Aprendí a leer en una casa con muchos libros, con una madre dedicada a la difusión de la lectura pública y en un medio en que leer era cotidiano. Con una biblioteca generosa, a la que nadie me impidió el acceso ni nadie me obligó a usar. Los libros estaban allí, yo podía entrar, coger el que fuera y caminar por sus páginas; también podía ignorarlos.
Me gustó leer, me gustaba leer y leí la literatura juvenil clásica, los Cinco, los Hollister, Torres de Malory, Santa Clara, Guillermo, el pequeño Nicolás, recuerdo cuando Hitler robó el conejo rosa, también los tebeos de Esther, pero pronto las novelas que andaban por casa, la primera que encontraba, la primera cuyo título me llamaba la atención, sin ninguna prohibición de mi padre y mi madre, sin ninguna dirección de mi padre y mi madre, sin ninguna supervisión de mi padre y mi madre.
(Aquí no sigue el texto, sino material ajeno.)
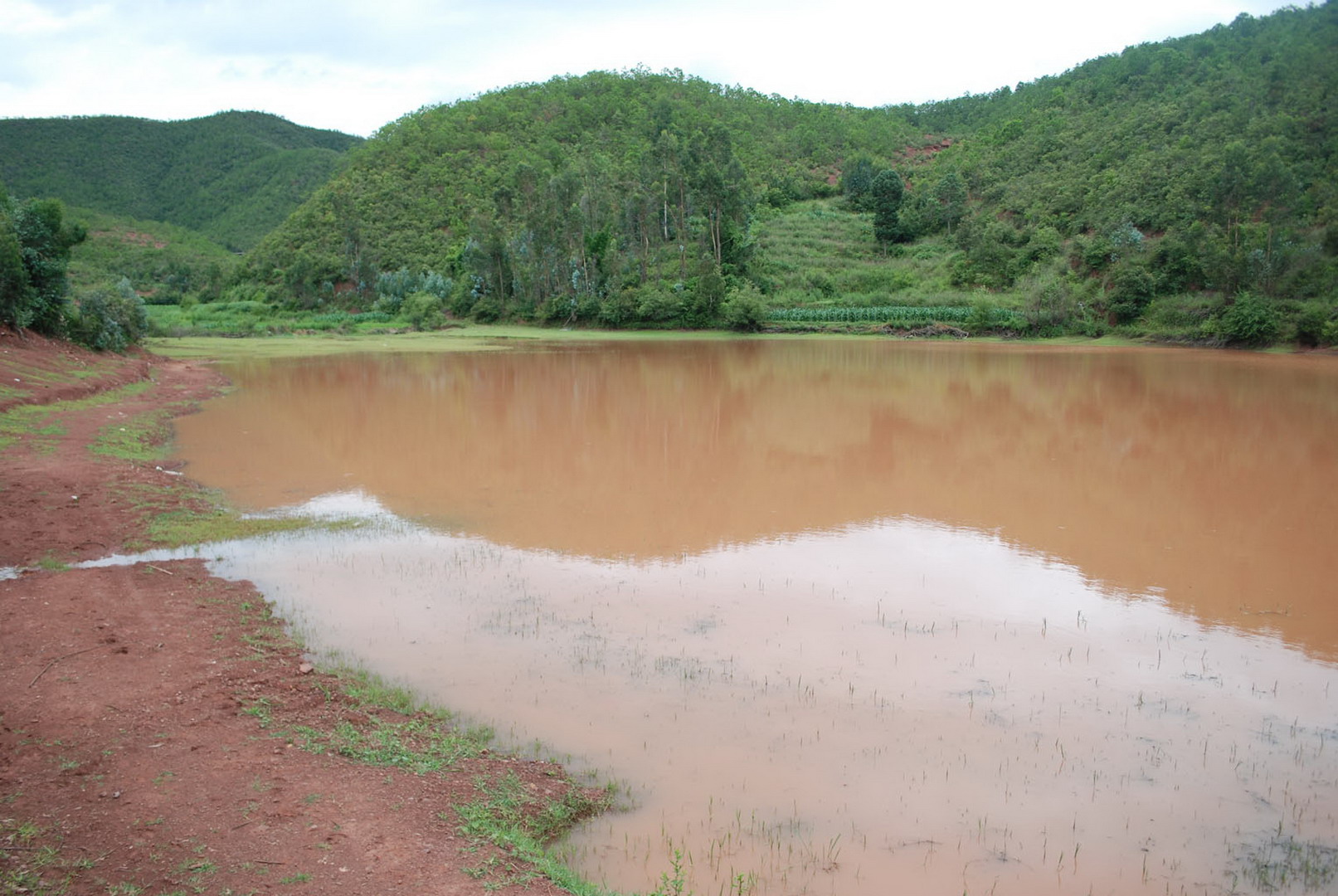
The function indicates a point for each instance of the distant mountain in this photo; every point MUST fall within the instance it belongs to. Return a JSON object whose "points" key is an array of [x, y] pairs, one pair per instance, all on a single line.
{"points": [[1146, 190], [233, 177]]}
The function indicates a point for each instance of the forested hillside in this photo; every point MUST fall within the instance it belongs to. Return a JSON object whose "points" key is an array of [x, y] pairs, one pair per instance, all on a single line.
{"points": [[231, 177], [1185, 187], [611, 197]]}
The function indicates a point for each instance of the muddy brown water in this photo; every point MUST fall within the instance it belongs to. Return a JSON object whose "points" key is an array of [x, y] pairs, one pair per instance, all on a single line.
{"points": [[843, 614]]}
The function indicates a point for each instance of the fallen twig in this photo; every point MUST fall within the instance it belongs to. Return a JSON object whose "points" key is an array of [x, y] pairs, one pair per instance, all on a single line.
{"points": [[58, 660]]}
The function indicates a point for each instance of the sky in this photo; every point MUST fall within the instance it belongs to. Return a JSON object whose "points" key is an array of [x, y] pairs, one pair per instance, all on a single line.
{"points": [[358, 65]]}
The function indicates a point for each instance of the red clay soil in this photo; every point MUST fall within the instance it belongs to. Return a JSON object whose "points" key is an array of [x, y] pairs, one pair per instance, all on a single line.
{"points": [[128, 762]]}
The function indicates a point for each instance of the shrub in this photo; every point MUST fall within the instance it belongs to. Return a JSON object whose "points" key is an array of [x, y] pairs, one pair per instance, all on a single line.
{"points": [[110, 320], [1250, 321], [423, 310], [744, 309]]}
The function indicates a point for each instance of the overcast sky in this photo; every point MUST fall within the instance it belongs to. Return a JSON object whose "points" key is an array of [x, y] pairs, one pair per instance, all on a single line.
{"points": [[356, 65]]}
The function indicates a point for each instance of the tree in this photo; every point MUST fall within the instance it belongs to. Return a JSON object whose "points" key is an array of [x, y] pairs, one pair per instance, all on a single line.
{"points": [[886, 199], [857, 183], [951, 194], [32, 292]]}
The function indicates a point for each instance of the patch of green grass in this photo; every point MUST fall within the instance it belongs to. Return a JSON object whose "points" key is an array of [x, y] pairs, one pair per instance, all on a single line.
{"points": [[173, 528], [39, 421], [32, 860], [521, 824], [1281, 863], [141, 437]]}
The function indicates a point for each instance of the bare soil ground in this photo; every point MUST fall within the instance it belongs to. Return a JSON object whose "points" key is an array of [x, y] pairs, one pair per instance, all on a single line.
{"points": [[153, 717]]}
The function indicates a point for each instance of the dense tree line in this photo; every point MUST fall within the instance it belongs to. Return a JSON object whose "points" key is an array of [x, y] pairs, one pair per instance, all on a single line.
{"points": [[35, 242], [615, 198], [1183, 187], [1199, 166], [1204, 165]]}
Crimen y castigo, La Regenta, A sangre fría, la trilogía maravillosa de Italo Calvino, 62/Modelo para armar, de casualidad, antes que ninguna otra cosa de Cortázar, que me abrió la puerta para ser lo que soy ahora, mejor o peor, lo que soy. Patricia Highsmith, con esos personajes ambiguos y amorales. Cínicos. Y también poesía, los poemas de León Felipe y una edición de regalo del romancero recopilado por el profesor Galmés. Del romancero, sí, lleno de ¿incorrección?
Estas novelas que les cito arriba, y más, las leí de bien jovencita. No es presumir, coincidió, allí estaban, y sé que muchas no las entendí. En mi primera lectura de la vida de Ana Ozores no me enteré del amor del Magistral, en A sangre fría me puse de parte de «los malos», maestro Capote. También estaba Zane Grey.
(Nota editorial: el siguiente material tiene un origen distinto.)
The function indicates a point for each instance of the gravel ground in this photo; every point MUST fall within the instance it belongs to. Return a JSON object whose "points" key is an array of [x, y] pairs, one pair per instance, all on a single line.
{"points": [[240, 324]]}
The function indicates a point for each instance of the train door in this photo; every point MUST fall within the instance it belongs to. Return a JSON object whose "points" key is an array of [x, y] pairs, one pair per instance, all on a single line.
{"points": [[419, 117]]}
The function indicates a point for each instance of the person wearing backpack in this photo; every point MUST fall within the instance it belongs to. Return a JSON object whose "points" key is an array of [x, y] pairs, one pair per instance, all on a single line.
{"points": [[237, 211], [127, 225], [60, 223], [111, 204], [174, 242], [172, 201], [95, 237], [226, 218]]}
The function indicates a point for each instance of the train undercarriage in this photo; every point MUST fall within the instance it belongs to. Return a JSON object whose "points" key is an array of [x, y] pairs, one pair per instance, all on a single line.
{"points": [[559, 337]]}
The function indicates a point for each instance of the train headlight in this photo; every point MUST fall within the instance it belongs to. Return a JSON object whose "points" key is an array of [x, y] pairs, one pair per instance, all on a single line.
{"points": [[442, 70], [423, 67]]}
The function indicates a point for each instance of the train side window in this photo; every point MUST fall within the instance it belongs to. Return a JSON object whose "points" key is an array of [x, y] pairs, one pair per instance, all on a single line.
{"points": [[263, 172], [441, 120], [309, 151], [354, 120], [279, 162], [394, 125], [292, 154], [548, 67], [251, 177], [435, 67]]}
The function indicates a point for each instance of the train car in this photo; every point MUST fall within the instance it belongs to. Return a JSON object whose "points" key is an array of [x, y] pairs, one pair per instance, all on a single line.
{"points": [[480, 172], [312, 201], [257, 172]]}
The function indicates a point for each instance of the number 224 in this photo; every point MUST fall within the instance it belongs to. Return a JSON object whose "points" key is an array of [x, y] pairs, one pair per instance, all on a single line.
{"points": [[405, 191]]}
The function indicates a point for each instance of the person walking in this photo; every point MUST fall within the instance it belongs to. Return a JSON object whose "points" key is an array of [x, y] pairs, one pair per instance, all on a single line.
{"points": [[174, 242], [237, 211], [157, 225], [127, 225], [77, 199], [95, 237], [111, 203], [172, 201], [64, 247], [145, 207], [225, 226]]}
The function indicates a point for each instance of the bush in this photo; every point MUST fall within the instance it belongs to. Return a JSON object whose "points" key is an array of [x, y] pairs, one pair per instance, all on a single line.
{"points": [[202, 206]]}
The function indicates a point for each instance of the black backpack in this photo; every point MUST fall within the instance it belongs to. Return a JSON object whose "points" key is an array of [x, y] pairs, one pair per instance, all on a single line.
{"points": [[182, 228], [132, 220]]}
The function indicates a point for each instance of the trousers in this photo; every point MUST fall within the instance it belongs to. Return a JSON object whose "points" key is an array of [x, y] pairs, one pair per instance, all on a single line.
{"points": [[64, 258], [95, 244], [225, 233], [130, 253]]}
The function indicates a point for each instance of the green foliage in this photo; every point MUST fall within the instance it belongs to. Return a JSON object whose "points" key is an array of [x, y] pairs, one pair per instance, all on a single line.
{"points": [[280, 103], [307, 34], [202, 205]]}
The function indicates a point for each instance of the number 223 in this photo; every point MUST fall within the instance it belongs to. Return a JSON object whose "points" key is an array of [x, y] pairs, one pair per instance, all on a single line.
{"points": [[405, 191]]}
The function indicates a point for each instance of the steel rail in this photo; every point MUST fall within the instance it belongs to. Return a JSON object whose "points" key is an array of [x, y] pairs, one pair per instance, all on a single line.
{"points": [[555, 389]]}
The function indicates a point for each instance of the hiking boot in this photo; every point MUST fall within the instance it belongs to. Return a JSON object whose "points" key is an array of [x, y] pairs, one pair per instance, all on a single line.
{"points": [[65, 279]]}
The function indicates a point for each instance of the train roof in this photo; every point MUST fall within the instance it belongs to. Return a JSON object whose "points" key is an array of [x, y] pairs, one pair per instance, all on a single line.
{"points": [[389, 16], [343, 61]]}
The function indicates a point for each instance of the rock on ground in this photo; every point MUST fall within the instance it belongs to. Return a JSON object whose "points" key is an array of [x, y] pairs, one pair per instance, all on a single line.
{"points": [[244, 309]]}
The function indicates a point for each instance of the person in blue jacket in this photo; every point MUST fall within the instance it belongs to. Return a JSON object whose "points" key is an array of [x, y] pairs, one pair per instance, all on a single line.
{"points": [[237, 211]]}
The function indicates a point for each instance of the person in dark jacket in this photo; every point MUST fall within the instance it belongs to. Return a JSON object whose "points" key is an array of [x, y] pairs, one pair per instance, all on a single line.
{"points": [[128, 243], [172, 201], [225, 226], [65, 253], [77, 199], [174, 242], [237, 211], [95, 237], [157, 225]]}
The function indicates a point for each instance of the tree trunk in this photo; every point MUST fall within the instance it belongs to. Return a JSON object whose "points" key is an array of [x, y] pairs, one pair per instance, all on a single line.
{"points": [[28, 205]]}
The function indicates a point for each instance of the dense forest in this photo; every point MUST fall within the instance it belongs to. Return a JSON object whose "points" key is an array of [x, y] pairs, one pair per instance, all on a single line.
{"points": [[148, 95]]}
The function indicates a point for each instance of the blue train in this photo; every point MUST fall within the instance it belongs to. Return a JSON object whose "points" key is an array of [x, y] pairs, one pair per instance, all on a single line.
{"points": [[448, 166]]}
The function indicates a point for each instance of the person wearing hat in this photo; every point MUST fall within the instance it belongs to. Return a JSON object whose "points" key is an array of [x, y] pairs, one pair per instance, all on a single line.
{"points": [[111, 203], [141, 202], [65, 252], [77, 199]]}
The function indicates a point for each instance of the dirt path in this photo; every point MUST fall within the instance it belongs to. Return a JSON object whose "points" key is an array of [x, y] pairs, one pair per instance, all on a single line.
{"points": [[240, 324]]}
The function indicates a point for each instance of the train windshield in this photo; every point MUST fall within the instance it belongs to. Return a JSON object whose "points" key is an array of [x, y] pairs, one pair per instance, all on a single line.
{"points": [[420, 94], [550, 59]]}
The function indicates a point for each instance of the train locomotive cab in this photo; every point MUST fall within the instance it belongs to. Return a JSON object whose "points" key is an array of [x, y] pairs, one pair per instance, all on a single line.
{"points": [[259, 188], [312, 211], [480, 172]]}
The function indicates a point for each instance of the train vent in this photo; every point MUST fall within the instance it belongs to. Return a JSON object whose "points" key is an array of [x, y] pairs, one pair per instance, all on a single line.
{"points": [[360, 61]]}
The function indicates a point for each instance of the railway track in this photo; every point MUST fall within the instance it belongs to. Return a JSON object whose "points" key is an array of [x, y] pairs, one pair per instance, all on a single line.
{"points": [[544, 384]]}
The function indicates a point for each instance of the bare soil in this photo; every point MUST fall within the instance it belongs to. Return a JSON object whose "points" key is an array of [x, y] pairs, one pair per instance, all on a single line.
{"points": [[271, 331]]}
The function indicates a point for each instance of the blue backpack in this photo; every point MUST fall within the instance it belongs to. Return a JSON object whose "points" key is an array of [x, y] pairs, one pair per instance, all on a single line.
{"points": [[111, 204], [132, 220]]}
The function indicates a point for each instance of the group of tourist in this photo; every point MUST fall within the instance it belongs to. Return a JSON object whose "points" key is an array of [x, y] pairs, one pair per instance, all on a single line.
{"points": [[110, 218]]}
Sin supervisión, pero no por abandono familiar, sino por un amplio sentido de la libertad de mi padre y de mi madre, y por la ausencia de ñoñerías y de protección desmedida.
Soy la que soy por esas lecturas y adonde me llevaron, por supuesto soy la que soy por esa libertad para acceder a la biblioteca, por no tener a mi madre y a mi padre encima de mi hombro tutelándome en la lectura. Soy la que soy con defectos evidentes, pero creo que soy una ciudadana que llega a la media, soy autónoma en muchas cosas, adoro a mi familia, muchísimo a mis amigas y a mis amigos y quiero mucho a los hombres que me gustan y se dejan querer. Y se lo digo. Que los quiero.
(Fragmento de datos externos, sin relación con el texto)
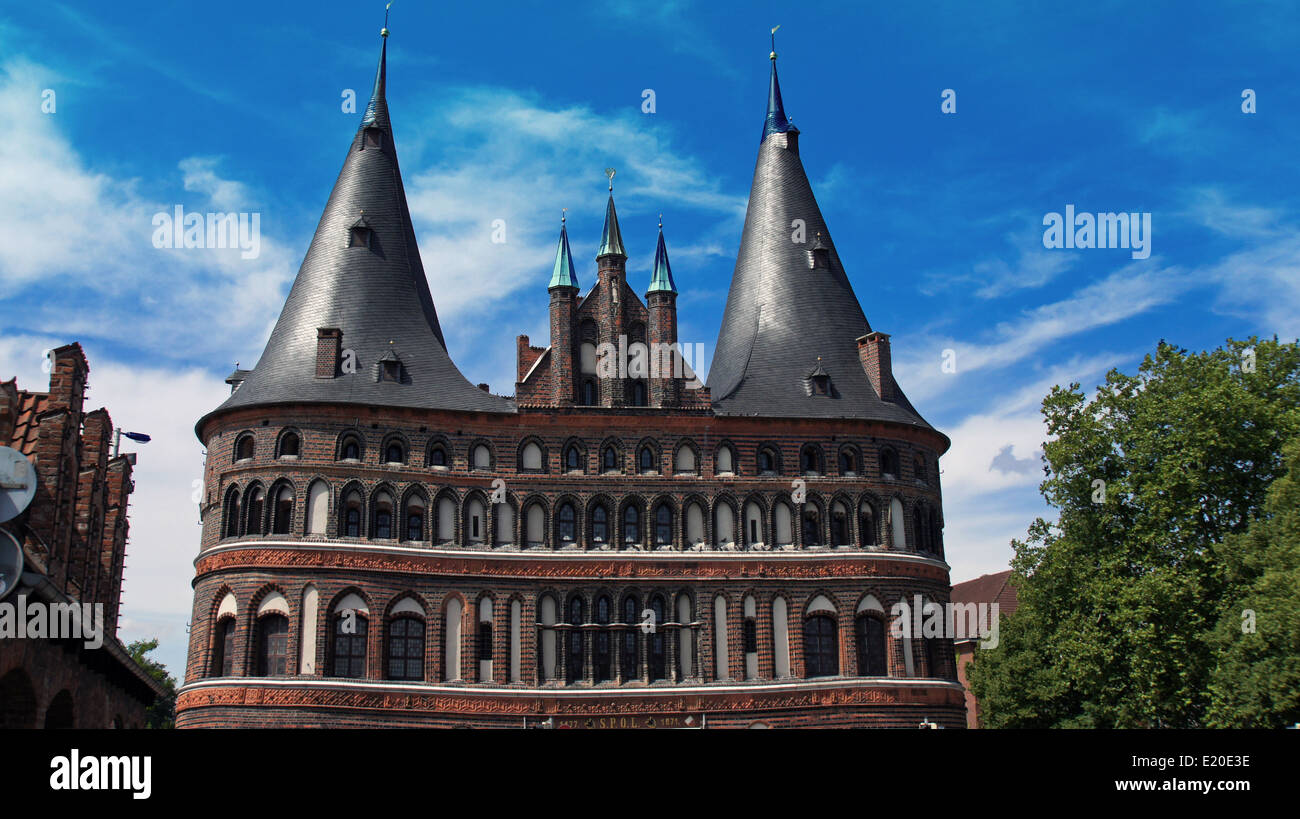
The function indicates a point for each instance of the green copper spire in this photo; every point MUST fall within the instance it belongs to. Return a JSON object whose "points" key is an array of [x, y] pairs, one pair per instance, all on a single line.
{"points": [[563, 276], [377, 108], [611, 238], [661, 281]]}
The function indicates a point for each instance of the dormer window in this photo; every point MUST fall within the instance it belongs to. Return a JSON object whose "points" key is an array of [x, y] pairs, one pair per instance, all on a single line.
{"points": [[819, 380], [819, 255], [390, 367], [360, 233]]}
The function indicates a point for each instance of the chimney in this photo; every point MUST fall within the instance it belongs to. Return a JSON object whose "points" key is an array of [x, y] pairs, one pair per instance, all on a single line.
{"points": [[329, 347], [874, 354]]}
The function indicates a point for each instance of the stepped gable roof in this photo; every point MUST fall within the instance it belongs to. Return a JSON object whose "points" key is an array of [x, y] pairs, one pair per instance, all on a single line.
{"points": [[783, 312], [372, 289]]}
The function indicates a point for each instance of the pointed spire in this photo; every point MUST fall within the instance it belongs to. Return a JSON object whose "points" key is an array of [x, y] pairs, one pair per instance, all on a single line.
{"points": [[780, 316], [776, 121], [661, 281], [611, 238], [373, 293], [377, 109], [563, 276]]}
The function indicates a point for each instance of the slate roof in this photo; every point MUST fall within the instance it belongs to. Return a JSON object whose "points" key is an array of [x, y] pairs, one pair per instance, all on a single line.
{"points": [[375, 295], [781, 313], [988, 589], [661, 281]]}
Voy a las tutorías en el instituto de mi hija, a la que no le prohíbo que escuche la música que le dé la gana ni que lea no sé qué ni que vea no sé qué en la tele, trato de educarla como me educaron a mí, pero en los tiempos y en las relaciones de ahora, y le presupongo capacidad de discernimiento, que aumentará a medida que se haga mayor.
Nunca salí descalza en procesión ni asesiné por venganza social ni por encargo ni por pasta ni me suicidé por amor. Nunca me subí a un árbol y decidí no bajarme nunca más.
También está Madame Bovary, cierto. Y Bukowski, que no entendí y ahora sí.
Sé que solo son molinos de viento, los gigantes me los reservo cuando se acaba el día y, desde mi cama, veo los tejados y las lucecitas de algunas ventanas encendidas.